Encyclopedia o f Chicago
Entries : Clubs, Literary
Clubs, Literary

Clubs, Literary

Clippings on 20th Century Club
Literary clubs exemplified Chicago's progress from an emerging city focused on the marketplace toward one in which some of its citizens had the leisure to promote and patronize the arts. These clubs often incorporated both literary study and social concern. Early clubs held literary debates, hosted lectures, and established libraries and included the Chicago Polemical Society (founded 1833), Chicago Lyceum (1834), and the Young Men's Association (1841). By the early 1870s the women of the Fortnightly Club met to engage in both social intercourse and intellectual development. In 1874 the all-male Chicago Literary Club began meeting to share their love of literature. The club published selected papers of members on topics including politics, the labor movement, and Civil War reminiscences. The Fortnightly Club and the now coed Chicago Literary Club, the city's longest-lived literary clubs, have continued to meet weekly into the twenty-first century.

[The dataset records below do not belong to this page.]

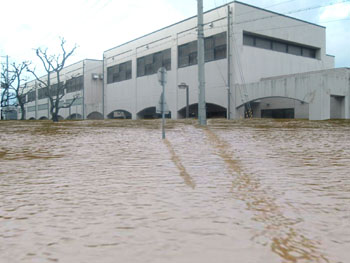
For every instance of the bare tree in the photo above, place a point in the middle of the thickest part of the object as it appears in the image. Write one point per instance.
(53, 65)
(14, 92)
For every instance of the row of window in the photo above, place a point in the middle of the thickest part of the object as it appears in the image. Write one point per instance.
(119, 72)
(215, 48)
(78, 101)
(150, 64)
(278, 45)
(72, 85)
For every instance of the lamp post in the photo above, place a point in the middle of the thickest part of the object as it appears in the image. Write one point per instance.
(185, 86)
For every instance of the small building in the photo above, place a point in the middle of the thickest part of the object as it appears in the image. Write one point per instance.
(83, 82)
(262, 44)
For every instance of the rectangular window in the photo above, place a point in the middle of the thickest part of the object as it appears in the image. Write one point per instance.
(209, 46)
(295, 50)
(150, 64)
(166, 59)
(74, 84)
(54, 87)
(42, 93)
(309, 53)
(214, 49)
(31, 96)
(119, 72)
(31, 109)
(263, 43)
(280, 47)
(141, 67)
(43, 106)
(250, 39)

Chicago's educated middle-class African Americans instituted literary clubs of their own and participated in mixed-race clubs such as the Frederick Douglass Center's Woman's Club. Since the 1960s the formal, organized literary clubs (in Chicago as elsewhere) have had to compete with proliferating informal reading groups which may center on a local library branch, a bookstore, or just a hospital living room. In 2000 the Chicago Public Library started a program to promote broader and more unified group reading under the banner of “One Book, One City,” which recommends a single book to be read and discussed all over town.

Andrews, Clarence A. Chicago in Story: A Literary History. 1982.
Chicago Literary Club. The Chicago Literary Club: The First Hundred Years, 1874–1974. 1974.
Knupfer, Anne Meis. Toward a Tenderer Humanity and a Nobler Womanhood: African American Women's Clubs in Turn-of-the-Century Chicago. 1996.